The Waste Land ditulis di masa-masa sulit pernikahan Eliot dengan Vivienne. Baik Eliot dan Vivienne sama-sama mengalami gangguan kecemasan. Puisi ini juga kerap dianggap sebagai representasi kekecewaan generasi pasca-perang. Sebelum puisi ini diterbitkan dalam bentuk kumpulan pusi pada Desember 1922, Eliot tengah berusaha keluar dari keputusasaan sebagaimana yang diungkapkannya dalam suratnya untuk Richard Aldington pada 15 November 1922, "Sebagaimana The Waste Land, masa lalu terlalu jauh untuk kupikirkan dan kini aku merasa tengah menuju ke gaya dan bentuk yang baru."

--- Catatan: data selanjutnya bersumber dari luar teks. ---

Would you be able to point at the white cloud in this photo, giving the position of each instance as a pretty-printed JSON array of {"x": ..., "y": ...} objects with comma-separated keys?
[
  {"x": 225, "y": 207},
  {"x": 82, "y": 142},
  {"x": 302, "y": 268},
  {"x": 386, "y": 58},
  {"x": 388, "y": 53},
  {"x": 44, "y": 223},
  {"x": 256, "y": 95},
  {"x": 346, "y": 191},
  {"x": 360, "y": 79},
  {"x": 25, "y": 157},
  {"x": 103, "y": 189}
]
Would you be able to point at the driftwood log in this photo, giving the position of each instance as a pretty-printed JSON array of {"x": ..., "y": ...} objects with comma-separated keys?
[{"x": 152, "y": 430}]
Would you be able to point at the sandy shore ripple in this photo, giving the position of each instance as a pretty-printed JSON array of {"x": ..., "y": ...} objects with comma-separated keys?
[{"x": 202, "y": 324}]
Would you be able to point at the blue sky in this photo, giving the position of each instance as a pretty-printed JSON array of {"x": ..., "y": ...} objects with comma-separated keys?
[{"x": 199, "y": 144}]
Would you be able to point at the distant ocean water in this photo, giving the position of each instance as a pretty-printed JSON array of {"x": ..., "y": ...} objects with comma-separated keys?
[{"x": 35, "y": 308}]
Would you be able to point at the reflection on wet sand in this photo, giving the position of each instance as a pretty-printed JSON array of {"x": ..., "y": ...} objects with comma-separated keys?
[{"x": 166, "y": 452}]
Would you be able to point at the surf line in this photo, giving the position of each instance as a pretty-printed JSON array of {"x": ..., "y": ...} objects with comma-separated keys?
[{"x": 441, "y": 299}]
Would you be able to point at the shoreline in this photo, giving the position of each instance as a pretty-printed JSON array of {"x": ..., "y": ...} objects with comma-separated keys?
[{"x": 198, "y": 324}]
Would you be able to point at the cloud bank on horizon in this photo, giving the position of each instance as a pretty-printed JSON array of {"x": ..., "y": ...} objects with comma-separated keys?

The Waste Land memberikan sentuhan dalam kesusastraan modern. Kebetulan pula di tahun yang sama novel brilian 'Ulysses' karya James Joyce yang tak lain juga merupakan kawan Eliot, diterbitkan.
Ada beberapa kalimat dalam The Waste Land yang amat terkenal di antaranya: "April is the cruellest month"; "I will show you fear in a handful of dust"; dan "Shantih Shantih Shantih", yang diambilnya dari bahasa Sansekerta sebagai penutup puisinya.
- The Hollow Men
The Hollow Men muncul pertama kali pada 1925. Kritikus Edmund Wilson menganggapnya sebagai "Titik nadir dari fase keputusaan dan kesepian yang sama ekspresifnya seperti The Waste Land".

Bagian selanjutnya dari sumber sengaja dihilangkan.